Thursday, May 01, 2008

Rounding Up the NBA's First Round

So whatever happened to the all-world all-time greatest playoffs ever we were supposed to get in the Western Conference? Eight teams, all of whom won at least 50 games, were separated by just seven wins. Seven. The ESPN.com panel o' experts are 10 gentlemen who write about The http://www.blogger.com/img/gl.link.gifAssociation for a living, and know what they're talking about. They, and me, and everyone else, expected an epic: instead, we got domination. While nobody picked the Nuggets to upset the Lakers, I don't think anybody picked LA to sweep either. New Orleans in five over Dallas? Not only did nobody pick that, six of ten panelists picked Dallas to win the series! San Antonio over Phoenix in 5? Seven of 10 picked Phoenix to win the series, and the three who picked San Antonio had them in six or seven games. The Utah/Houston series is the only one going according to plan, as everyone but Jalen Rose (who said Jazz in five) picked Utah to win in six or seven.

10 experts, and like everyone else, they were way off on the first round out West. My question is: should we have seen this coming? Should we have known from the way the regular season shook out that things would be so one-sided? I just don't see how. Yes Denver was dysfunctional, and Phoenix just never looked like Phoenix, and Dallas looked...well ok the Dallas loss we should have seen coming. But the other two? Hard to say.

For me, the biggest shocker, or at least most impressive showing so far had to be from LA. It's pretty obvious now that as talented as the Nuggets were, the pieces just didn't fit. Still, this team won 50 games in the regular season, the most ever for an 8 seed. To put that in perspective, they would have been a 3 seed in the East.

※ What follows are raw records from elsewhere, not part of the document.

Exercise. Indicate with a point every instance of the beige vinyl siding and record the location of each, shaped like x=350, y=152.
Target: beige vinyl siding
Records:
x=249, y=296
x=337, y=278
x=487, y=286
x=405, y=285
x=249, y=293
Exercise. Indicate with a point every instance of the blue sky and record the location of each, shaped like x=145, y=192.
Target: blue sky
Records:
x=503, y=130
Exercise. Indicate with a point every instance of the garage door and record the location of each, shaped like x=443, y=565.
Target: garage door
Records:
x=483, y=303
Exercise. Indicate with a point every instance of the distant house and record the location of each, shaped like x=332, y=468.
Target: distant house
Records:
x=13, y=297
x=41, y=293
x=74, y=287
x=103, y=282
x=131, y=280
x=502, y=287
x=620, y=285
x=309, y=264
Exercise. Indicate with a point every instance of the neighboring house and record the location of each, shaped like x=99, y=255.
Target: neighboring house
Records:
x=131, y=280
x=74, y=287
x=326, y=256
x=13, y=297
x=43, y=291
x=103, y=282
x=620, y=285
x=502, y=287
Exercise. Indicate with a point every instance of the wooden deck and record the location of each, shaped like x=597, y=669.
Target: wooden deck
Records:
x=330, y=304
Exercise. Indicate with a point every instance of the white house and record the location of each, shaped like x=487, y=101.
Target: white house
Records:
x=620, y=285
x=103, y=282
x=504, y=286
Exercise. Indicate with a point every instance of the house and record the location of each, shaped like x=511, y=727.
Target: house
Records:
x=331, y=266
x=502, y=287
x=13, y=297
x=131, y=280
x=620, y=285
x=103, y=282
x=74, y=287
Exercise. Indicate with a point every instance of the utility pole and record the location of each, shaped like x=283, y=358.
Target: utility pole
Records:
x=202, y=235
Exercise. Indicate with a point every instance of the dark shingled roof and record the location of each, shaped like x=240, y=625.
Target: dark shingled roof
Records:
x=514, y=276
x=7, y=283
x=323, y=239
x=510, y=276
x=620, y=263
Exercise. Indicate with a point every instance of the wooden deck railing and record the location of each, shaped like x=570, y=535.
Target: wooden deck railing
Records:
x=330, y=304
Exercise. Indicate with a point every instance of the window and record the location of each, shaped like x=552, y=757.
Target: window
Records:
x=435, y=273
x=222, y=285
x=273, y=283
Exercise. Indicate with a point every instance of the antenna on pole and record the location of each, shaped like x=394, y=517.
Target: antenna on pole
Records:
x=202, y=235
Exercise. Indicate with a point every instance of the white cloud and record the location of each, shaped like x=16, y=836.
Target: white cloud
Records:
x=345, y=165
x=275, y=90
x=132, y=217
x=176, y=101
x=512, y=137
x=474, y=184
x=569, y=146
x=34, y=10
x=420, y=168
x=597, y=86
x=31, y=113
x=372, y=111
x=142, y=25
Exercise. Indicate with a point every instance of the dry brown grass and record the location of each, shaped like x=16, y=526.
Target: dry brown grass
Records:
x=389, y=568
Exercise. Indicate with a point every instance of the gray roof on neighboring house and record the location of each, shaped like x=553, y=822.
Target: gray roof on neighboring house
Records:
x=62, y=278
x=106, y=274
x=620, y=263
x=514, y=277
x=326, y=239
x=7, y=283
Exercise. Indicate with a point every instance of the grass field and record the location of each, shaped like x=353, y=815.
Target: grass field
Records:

They have two of the league's top scorers in Carmelo Anthony and Allen Iverson (show of hands, who thought AI's old team would last longer in the playoffs than his current team? Anyone? Yeah me neither), a defensive player of the year finalist in Marcus Camby, an outside gunner and slasher in JR Smith, and some good role guys like Eduardo Najera and Something-or-Other-Kleiza. This is a good team. They did not luck their way to 50 wins. In the East they would be right there in the conversation with Detroit and Boston. Out here? THEY GOT SWEPT. I'm trying to show you how impressive this is. It's not that I thought Denver was better than the Lakers, just that this should have been a tough series: it wasn't. LA's average margin of victory in the first three games was almost 16 points. And even the fourth game, which the Lakers only won by seven, was never really in doubt. Be afraid of LA. Be very afraid. They're just getting warmed up, and poor Utah doesn't stand a chance in the next round. Kobe could average 40 unless Andrei Kirilenko has an all-decade type performance defensively.

San Antonio showed they have plenty left, and if we don't get a Lakers-Spurs conference finals I'll be surprised. That said, the Hornets are for real, and Chris Paul will not only be a handful, but New Orleans has plenty of athletic bigs to send at Tim Duncan. Should be a long series- then again, we thought that in the first round too.

My one and only comment about the East so far:
Scary: In the five games against the Raps Dwight Howard AVERAGED 22.6 pts, 18.2 rbs, and 3.8 blks.
Scarier: Dwight Howard has no post moves. None. Have you seen him in the low post? He turns and dunks or turns and lays it in every time, and yet he still averaged 22 a night in the playoffs. Can you imagine what the young man is going to do when he develops a turn-around jumper or god forbid a hook shot? Scary, scary, SCARY!